L'Inde face à une mousson déficitaire : une crise agricole et alimentaire mondiale en germe
Pour la première fois en onze ans, l’Inde s’apprête à affronter une mousson du sud-ouest « inférieure à la normale », selon les prévisions alarmantes publiées par le département météorologique indien (IMD).
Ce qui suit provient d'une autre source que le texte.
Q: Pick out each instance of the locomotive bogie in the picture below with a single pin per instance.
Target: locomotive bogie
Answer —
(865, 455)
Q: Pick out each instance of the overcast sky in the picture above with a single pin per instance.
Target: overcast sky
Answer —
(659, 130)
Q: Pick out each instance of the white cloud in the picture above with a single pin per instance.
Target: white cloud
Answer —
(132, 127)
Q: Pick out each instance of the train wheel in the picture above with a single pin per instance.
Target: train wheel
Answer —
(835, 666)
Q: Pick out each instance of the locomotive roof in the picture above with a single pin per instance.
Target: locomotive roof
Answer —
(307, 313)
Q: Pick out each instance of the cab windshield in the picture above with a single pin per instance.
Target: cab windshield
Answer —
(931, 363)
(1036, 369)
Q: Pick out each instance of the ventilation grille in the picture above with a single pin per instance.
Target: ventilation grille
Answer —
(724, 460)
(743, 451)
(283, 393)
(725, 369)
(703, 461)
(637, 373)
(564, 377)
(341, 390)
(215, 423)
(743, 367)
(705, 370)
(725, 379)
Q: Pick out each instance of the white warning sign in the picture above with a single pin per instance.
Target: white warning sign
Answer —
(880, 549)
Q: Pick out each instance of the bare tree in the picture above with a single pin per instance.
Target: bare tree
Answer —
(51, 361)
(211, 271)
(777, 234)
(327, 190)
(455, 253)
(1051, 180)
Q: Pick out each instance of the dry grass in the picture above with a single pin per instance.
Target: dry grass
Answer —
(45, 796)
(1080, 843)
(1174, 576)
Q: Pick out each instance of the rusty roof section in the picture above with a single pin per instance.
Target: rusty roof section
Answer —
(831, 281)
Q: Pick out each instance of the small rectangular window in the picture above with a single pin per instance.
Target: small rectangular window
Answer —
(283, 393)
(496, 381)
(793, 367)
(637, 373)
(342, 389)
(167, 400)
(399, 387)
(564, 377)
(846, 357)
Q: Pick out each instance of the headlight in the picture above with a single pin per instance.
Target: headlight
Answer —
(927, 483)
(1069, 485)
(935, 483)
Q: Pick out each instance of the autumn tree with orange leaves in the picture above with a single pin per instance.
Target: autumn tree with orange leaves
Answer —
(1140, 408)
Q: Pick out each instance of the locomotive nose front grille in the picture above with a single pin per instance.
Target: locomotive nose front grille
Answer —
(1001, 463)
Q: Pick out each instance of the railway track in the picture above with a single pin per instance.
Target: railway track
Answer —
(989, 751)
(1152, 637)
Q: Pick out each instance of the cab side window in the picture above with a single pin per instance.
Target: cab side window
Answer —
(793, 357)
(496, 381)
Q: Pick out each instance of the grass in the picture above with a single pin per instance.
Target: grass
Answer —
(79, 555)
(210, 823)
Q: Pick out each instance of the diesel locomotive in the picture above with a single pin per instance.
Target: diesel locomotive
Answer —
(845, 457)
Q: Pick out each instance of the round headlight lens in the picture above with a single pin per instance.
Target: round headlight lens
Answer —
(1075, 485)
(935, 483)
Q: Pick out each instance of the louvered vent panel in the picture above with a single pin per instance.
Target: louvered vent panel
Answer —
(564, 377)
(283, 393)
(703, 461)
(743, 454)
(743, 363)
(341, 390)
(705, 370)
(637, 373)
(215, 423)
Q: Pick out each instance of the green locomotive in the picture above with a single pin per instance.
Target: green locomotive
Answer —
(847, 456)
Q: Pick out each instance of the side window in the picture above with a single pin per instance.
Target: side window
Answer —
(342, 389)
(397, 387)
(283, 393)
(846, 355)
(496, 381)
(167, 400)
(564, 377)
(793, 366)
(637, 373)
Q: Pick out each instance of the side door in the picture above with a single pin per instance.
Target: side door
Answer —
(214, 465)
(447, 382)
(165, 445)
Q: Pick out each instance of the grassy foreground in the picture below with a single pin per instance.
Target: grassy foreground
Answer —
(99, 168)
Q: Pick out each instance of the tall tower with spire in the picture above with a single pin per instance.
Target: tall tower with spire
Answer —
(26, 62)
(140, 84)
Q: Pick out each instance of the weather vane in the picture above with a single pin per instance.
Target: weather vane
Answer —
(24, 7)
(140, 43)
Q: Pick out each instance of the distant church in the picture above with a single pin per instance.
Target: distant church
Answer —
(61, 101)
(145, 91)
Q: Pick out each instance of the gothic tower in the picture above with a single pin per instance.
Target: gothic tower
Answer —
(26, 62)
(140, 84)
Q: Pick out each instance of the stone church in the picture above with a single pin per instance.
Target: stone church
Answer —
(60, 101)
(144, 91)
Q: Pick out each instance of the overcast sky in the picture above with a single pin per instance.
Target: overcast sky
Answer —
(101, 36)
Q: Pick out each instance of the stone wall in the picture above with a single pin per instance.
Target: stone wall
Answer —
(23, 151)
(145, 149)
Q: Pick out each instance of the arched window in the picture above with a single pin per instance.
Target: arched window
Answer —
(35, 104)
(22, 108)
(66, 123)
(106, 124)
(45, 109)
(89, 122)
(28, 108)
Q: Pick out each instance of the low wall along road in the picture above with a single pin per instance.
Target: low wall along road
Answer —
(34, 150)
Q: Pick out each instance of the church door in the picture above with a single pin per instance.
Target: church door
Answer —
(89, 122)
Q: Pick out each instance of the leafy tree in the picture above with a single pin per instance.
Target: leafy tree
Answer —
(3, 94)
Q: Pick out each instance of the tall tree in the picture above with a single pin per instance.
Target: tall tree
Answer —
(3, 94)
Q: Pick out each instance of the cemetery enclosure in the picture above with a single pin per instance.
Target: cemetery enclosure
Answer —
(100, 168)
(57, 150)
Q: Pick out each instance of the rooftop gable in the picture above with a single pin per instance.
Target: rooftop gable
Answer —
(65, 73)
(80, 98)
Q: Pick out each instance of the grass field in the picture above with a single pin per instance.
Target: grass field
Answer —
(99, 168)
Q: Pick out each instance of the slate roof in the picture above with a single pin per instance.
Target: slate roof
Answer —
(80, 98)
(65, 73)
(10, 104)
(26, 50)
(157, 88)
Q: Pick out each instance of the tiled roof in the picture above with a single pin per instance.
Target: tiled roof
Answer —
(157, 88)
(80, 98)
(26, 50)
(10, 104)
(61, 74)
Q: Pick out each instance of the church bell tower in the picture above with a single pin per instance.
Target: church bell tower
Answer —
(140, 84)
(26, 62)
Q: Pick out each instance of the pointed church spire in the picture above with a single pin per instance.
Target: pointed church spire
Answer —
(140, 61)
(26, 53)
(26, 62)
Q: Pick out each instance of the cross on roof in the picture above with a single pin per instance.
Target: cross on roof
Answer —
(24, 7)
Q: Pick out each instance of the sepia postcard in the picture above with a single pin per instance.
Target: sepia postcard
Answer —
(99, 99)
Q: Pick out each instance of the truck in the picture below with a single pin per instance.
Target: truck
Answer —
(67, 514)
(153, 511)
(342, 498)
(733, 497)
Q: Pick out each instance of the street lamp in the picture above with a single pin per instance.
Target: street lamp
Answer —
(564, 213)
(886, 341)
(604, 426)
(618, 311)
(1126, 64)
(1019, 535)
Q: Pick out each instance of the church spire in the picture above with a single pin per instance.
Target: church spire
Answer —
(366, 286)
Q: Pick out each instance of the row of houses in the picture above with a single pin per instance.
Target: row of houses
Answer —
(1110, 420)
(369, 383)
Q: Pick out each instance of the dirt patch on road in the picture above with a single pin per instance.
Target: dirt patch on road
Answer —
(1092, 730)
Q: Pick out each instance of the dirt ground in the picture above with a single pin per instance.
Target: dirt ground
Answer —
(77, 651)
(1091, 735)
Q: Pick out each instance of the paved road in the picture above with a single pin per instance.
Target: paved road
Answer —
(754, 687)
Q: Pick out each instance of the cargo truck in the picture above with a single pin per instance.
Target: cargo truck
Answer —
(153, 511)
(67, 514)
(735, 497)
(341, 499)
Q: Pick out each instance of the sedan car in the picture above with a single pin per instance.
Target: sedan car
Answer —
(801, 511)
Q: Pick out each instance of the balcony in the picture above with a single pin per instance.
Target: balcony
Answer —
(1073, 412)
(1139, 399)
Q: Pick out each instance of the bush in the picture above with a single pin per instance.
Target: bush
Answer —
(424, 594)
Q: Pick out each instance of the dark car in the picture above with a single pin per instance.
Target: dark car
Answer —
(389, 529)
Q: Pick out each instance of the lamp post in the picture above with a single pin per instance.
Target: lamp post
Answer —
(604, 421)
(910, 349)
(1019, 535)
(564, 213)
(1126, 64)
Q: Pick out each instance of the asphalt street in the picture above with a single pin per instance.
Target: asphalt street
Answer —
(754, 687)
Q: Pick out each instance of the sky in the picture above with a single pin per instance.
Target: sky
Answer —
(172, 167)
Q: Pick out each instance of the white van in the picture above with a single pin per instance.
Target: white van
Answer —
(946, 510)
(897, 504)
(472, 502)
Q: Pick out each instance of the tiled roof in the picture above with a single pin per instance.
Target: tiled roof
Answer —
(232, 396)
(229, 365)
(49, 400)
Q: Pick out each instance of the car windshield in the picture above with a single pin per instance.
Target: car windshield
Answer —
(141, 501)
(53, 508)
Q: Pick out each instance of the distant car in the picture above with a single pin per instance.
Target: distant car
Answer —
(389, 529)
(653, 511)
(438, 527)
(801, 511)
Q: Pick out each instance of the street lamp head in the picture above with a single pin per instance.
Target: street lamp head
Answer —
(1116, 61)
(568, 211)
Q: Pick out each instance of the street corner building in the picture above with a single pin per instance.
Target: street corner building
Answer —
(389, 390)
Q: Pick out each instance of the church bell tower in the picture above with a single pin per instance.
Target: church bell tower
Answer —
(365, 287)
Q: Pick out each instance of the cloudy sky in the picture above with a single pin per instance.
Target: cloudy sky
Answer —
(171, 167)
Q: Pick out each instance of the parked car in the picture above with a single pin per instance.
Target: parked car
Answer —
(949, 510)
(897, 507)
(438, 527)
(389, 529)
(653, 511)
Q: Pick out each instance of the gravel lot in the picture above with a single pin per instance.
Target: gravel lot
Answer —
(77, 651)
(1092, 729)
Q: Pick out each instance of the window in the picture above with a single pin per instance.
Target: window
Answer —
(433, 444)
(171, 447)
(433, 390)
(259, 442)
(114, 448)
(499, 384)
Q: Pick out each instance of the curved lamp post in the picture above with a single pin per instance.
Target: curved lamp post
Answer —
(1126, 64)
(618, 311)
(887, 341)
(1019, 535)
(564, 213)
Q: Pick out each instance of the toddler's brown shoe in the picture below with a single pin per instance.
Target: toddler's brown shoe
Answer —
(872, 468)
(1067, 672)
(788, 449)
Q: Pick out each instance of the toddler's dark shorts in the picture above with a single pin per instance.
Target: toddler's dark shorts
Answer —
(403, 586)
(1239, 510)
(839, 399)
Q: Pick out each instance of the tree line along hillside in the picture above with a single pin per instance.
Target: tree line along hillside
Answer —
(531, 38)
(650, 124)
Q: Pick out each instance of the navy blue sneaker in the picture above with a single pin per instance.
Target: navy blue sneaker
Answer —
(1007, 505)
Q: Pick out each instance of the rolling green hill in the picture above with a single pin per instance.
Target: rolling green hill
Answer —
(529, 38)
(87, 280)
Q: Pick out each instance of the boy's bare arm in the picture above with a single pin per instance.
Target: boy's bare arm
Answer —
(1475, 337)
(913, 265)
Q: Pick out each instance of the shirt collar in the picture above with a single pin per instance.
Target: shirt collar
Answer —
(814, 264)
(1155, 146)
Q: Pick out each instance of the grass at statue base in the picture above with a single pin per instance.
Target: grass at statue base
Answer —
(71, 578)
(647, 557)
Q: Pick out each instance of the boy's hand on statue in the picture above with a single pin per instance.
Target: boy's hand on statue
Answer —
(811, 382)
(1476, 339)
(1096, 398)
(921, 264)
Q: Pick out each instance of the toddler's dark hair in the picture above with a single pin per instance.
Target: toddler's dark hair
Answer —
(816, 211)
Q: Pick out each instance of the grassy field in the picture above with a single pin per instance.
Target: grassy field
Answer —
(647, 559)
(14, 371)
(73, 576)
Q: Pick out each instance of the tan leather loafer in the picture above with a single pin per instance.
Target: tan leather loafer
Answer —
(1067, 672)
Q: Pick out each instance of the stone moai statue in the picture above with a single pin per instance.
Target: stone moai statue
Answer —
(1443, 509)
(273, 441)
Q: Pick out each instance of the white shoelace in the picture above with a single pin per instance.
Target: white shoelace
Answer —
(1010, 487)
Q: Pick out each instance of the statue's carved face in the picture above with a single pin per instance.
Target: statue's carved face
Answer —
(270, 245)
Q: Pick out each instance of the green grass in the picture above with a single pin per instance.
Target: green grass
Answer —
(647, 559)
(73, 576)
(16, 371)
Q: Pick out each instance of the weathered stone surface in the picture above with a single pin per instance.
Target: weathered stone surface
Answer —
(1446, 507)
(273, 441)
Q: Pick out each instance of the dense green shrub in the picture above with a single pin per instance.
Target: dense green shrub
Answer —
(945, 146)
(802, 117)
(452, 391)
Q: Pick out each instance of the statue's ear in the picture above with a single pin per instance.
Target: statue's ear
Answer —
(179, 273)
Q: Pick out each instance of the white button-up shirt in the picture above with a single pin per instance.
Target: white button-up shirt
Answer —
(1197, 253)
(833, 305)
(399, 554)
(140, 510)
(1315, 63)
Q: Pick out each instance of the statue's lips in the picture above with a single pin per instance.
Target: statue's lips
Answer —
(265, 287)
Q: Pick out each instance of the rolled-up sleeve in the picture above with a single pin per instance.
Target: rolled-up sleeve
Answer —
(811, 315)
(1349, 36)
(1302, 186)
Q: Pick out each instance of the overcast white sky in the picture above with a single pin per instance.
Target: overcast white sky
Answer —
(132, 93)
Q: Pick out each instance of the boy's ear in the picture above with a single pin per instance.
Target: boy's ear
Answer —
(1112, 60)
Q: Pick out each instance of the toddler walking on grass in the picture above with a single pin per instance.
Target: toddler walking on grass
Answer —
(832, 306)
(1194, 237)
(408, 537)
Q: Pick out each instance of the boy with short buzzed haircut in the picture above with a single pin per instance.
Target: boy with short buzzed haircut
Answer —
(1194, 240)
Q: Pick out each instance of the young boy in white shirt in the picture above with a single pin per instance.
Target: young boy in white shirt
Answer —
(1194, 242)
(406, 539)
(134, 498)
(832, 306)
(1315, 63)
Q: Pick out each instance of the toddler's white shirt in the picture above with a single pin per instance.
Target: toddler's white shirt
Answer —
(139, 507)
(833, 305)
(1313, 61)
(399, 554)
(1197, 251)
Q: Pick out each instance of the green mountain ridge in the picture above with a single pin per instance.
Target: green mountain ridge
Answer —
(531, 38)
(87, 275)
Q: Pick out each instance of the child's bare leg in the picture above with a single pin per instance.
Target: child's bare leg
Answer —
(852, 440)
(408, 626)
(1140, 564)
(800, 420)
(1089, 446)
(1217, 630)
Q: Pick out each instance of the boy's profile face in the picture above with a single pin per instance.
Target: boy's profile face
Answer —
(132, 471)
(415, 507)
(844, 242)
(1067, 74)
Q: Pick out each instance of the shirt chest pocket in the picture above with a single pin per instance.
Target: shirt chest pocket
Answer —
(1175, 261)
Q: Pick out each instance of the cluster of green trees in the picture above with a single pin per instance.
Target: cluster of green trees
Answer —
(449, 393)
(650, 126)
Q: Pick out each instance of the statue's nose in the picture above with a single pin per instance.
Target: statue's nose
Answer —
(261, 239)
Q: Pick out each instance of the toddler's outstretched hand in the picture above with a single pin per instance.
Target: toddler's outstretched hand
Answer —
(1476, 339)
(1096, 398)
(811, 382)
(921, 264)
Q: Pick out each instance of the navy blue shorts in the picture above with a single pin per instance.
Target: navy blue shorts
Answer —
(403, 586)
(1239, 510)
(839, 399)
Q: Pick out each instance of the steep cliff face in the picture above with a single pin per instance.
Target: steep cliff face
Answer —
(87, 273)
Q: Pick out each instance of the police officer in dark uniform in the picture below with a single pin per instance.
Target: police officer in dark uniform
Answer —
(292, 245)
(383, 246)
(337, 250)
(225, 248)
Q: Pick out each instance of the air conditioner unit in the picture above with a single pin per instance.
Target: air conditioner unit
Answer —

La saison des pluies, vitale pour l’agriculture et les réserves en eau du sous-continent, ne devrait fournir que 92 % des précipitations moyennes historiques, une estimation qui fait planer le spectre d’une sécheresse sévère, semblable à celle de 2015. Ce déficit pluviométrique, amplifié par la persistance du phénomène El Niño dans le Pacifique, menace de saper la reprise économique indienne et d’envoyer des ondes de choc à travers les équilibres géopolitiques mondiaux.
Le contexte de cette annonce est marqué par une vulnérabilité accrue. L’année 2023 avait déjà connu une mousson en deçà des attentes, et les modèles actuels indiquent une probabilité non négligeable (35%) d’une saison carrément « déficitaire ». Dans les campagnes indiennes, où des centaines de millions de paysans dépendent de la pluie, l’angoisse monte. Une récolte compromise signifierait un effondrement du pouvoir d’achat rural, une pression inflationniste sur les denrées alimentaires et une aggravation du stress hydrique dans des mégalopoles déjà assoiffées. Les autorités de New Delhi doivent désormais composer avec un scénario-cauchemar qui compromet leurs objectifs de stabilité et de croissance.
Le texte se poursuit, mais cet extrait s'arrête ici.